Abstract

In the northern Flinders Ranges, Neoproterozoic and Cambrian sedimentary rocks were deformed and variably metamorphosed during the ca 500 Ma Cambro‐Ordovician Delamerian Orogeny. Balanced and restored structural sections across the northern Flinders Ranges show shortening of about 10–20%. Despite the presence of suitable evaporitic detachment horizons at the basement‐cover interface, the structural style is best interpreted to be thick‐skinned involving basement with only a minor proportion of the overall shortening accommodated along stratigraphically controlled detachments. Much of the contractional deformation was localised by the inversion of former extensional faults such as the Norwest and Paralana Faults, which both controlled the deposition of Neoproterozoic cover successions. As such, both faults represent major, long‐lived structures which effectively define the present boundaries of the northern Flinders Ranges with the Gawler Craton to the west and the Curnamona Craton to the east.

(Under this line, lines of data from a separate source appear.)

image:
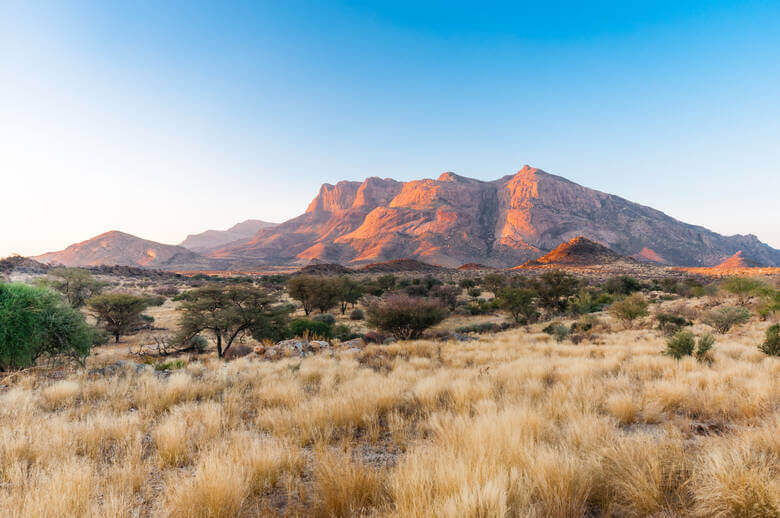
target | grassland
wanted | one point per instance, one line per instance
(513, 424)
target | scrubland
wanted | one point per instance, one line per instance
(513, 424)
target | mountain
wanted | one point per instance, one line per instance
(455, 220)
(578, 252)
(211, 239)
(119, 248)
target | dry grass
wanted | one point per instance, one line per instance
(511, 425)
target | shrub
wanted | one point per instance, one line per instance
(630, 308)
(306, 328)
(685, 343)
(771, 345)
(118, 313)
(703, 346)
(744, 288)
(35, 322)
(558, 331)
(724, 319)
(403, 316)
(681, 344)
(326, 318)
(622, 285)
(485, 327)
(669, 323)
(520, 303)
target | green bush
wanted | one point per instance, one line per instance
(630, 308)
(669, 323)
(685, 343)
(303, 327)
(724, 319)
(35, 323)
(403, 316)
(558, 331)
(771, 345)
(326, 318)
(681, 344)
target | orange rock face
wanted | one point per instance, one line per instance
(455, 220)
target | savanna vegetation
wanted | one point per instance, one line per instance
(393, 395)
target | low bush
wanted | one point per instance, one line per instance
(669, 323)
(403, 316)
(630, 308)
(325, 318)
(723, 319)
(771, 345)
(306, 328)
(558, 331)
(685, 343)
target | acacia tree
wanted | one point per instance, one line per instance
(554, 289)
(35, 322)
(76, 284)
(520, 303)
(118, 313)
(348, 291)
(229, 312)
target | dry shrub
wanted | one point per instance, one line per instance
(346, 487)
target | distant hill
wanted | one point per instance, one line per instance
(455, 220)
(401, 265)
(211, 239)
(578, 252)
(119, 248)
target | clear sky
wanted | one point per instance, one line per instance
(167, 118)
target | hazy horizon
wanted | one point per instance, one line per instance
(168, 120)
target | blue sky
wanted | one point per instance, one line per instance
(167, 118)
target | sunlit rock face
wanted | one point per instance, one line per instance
(455, 220)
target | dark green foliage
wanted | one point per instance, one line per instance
(403, 316)
(685, 343)
(35, 323)
(326, 318)
(474, 292)
(630, 308)
(467, 283)
(622, 285)
(343, 332)
(494, 282)
(771, 345)
(348, 291)
(313, 292)
(553, 289)
(558, 331)
(304, 327)
(447, 295)
(723, 319)
(76, 284)
(669, 323)
(744, 288)
(230, 312)
(156, 300)
(520, 303)
(118, 313)
(485, 327)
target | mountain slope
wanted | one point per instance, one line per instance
(211, 239)
(119, 248)
(455, 220)
(578, 252)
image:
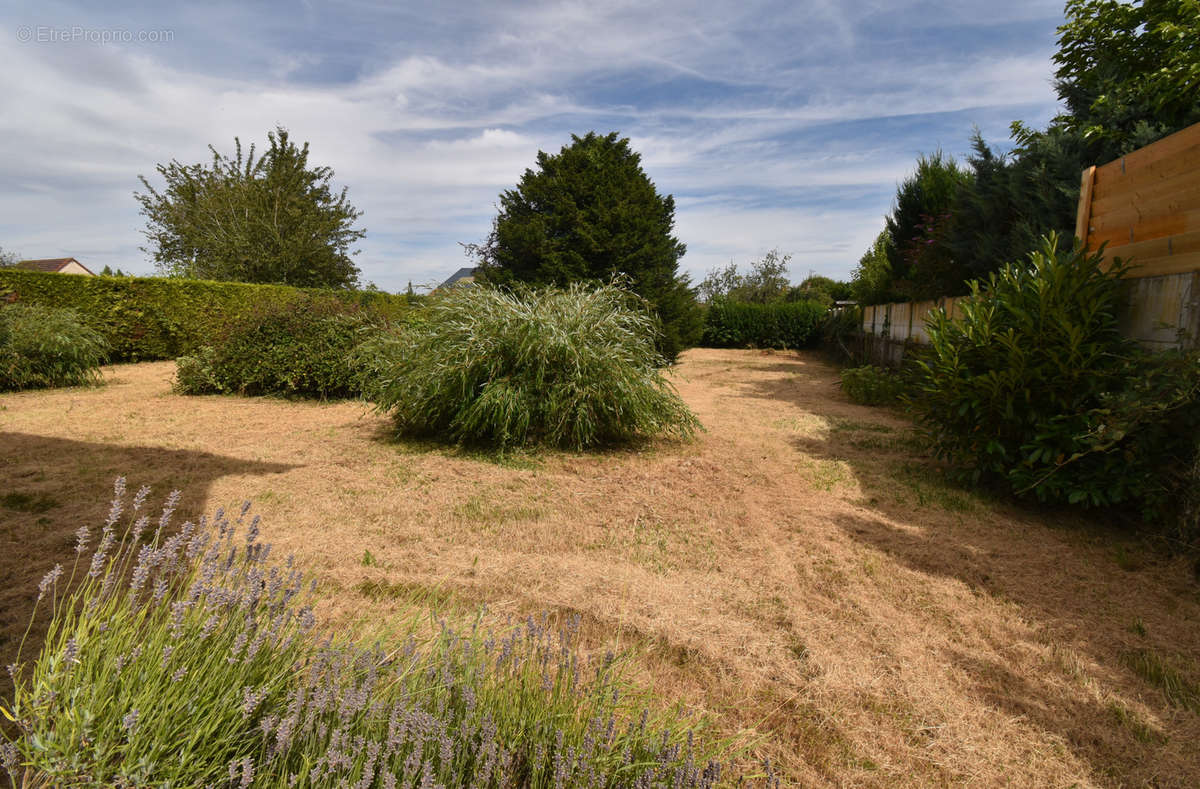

The most intense deformation, which resulted in exhumation of the basement along the Paralana Fault to form the Mt Painter and Babbage Inliers, coincides with extremely high heat flows related to extraordinarily high heat‐production rates in the basement rocks. High heat flow in the northern Flinders Ranges suggests that the structural style not only reflects the pre‐Delamerian basin architecture but is also a consequence of the reactivation of thermally perturbed, weakened basement.